The debate over antidepressants, especially SSRIs, has lasted for more than a decade, the controversy revolving mostly around their efficacy over placebo as a treatment of depression. Sure enough, one gets conflicting results depending on which primary outcome measure is chosen as that operationalizing 'treatment effect' and where to delimit its 'clinically significant' size. Moreover, including only published studies in an evidence base assumed wholly unbiased artificially inflates the efficacy claims being made.
The stakes are high: depression is estimated as one of the costliest of all illnesses, accounting for as much as 12% of the global burden of disease. However, so far, the debate has been nitpicking in the sense of not seeing the forest for the trees; and the poor forestry may just end up killing more than the weight of the already hefty one eighth. What has not been pointed out prior, then, is that there is something more fundamentally wrong here; something only indirectly reflected in the multiple points of controversy, responsible for this and other debates akin to it resting in a state of stalemate and confusion. I argue that this something is the wrong statistical paradigm we've embraced in clinical guideline development. I make my case by identifying two classes of controversy in the antidepressant debate: those related with patient preference and those with model choice. I hint at how these issues could be resolved, if a better framework was adopted, yet cannot even hope to be resolved within the present paradigm.
In terms of the first class of issues, I argue that we haven't been able to agree upon an appropriate operationalization of 'treatment effect', nor its threshold of 'clinically significant', nor 'severity of depression', because we have discounted decision theory and the incorporation of patient preference in treatment choice to go along with it. In terms of establishing the conclusions to a given operationalization of any of the above by the means of valid argument based on premises backed up by trustworthy evidence, there is next to nothing to cling on to in the present guidelines of depression. For valid argument, we require the language of decision theory; for a purposeful evidence base we require utilities and outcome measures so chosen as to be able to establish rational patient centered choice. We need predictions of all important treatment outcomes for a patient exchangeable with some subset of those in the evidence base, not parameter inferences of summary statistics of treatment effect, the size of which is interpreted from a vantage point dependent on arbitrary choices over the primary outcome measure and a cut-off value for clinical significance.
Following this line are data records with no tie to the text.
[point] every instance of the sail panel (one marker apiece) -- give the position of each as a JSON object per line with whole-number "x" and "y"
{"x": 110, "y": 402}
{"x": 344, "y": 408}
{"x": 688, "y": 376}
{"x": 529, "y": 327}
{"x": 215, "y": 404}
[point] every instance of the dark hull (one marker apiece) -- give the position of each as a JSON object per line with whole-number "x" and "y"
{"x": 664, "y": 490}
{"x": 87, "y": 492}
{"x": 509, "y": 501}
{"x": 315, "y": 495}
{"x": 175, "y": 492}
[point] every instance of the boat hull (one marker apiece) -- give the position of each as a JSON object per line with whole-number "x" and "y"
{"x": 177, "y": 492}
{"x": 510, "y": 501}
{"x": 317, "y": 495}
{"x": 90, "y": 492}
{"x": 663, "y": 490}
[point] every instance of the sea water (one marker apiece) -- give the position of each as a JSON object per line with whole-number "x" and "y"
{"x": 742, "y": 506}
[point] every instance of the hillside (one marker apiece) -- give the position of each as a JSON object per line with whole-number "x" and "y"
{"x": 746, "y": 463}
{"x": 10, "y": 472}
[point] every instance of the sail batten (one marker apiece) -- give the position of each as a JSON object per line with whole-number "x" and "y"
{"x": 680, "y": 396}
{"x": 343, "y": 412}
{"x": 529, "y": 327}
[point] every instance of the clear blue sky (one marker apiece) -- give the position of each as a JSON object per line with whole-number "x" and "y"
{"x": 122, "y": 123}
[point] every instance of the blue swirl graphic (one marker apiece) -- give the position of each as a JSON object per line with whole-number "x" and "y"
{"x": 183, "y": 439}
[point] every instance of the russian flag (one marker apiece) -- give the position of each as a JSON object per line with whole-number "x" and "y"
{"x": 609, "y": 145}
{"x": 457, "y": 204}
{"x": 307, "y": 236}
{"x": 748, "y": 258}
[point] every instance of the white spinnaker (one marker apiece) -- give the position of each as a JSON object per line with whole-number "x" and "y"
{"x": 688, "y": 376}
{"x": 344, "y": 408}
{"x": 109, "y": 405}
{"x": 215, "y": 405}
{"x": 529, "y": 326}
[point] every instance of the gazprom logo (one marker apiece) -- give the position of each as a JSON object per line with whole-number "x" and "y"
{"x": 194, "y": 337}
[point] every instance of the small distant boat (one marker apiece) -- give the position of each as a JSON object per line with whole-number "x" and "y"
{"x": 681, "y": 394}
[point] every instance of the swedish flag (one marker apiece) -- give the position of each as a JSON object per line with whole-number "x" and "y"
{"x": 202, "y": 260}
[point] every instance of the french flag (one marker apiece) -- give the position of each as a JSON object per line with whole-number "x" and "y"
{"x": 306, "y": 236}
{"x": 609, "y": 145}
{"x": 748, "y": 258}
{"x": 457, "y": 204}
In terms of the second class of issues, we haven't taken proper account of uncertainty in deriving the interval estimates for our already ill-founded meta-analytic summary effects either. What full probability model to entertain for one's inferences – how to account for publication bias, between trial heterogeneity, inconsistency, poor quality trials and the like – is a matter of subjective model choice. The seemingly 'objective' protocol having been applied across the board is based on classical fixed and random effects meta-analyses with a tacit assumption of zero bias. Applying such protocol means placing all our eggs in a broken basket. I show that at present the meta-analytic models endeared rest on false assumptions, yielding biased and overconfident interval estimates. Since the evidence statements depend on whether an arbitrarily chosen threshold value for reaching 'clinical significance' is included in the fallacious interval estimate inferred, the evidence statements, that in turn ground the recommendations of the guidelines, are fallacious, too. I show the 'subjectivity' of the allegedly 'objective' evidence statements by conditioning the inferences over meta-analytic summary statistics of treatment effect on a set of plausible candidate models none of which, importantly enough, can be considered 'objective' in the sense of dominating as model choices universally preferred over all the others. I apply the framework to an evidence base used in the leading guideline of depression treatment. I show how the flexibility of the Bayesian framework enables more credible meta-analytic models, and better evidence statements with more intuitive interpretations. The Bayesian paradigm also allows for merging the output from multiple candidate models in a model-averaged posterior predictive better calibrated for rational choice than any classical parameter estimator could ever hope to be.
The antidepressant debate is therefore not only a singular case with problems particular to it, but rather one sad example of classical statistics, and the evidence based medicine movement it has hijacked, being unable to deal with decision nor uncertainty. What to measure, how, and where to draw threshold values cannot be answered without accounting for patient preference. Since parameter and model uncertainty are always present, this uncertainty needs to be accounted for one way or the other, the most plausible means so far offered being probability calculus, the coherent application of which requires assigning distributions to unknowns classical statistics treats as fixed. To be able to convincingly deal with both decision and uncertainty is a prerequisite for any viable framework steering the development of clinical guidelines that ultimately cannot help but concern decision under uncertainty, be the application to the treatment of depression, or any other ailment found in DSMIV, or ICD10, for that matter. The wrong paradigm is bankrupting us, placing a serious threat on the credibility of all applied medicine. Something needs to be done.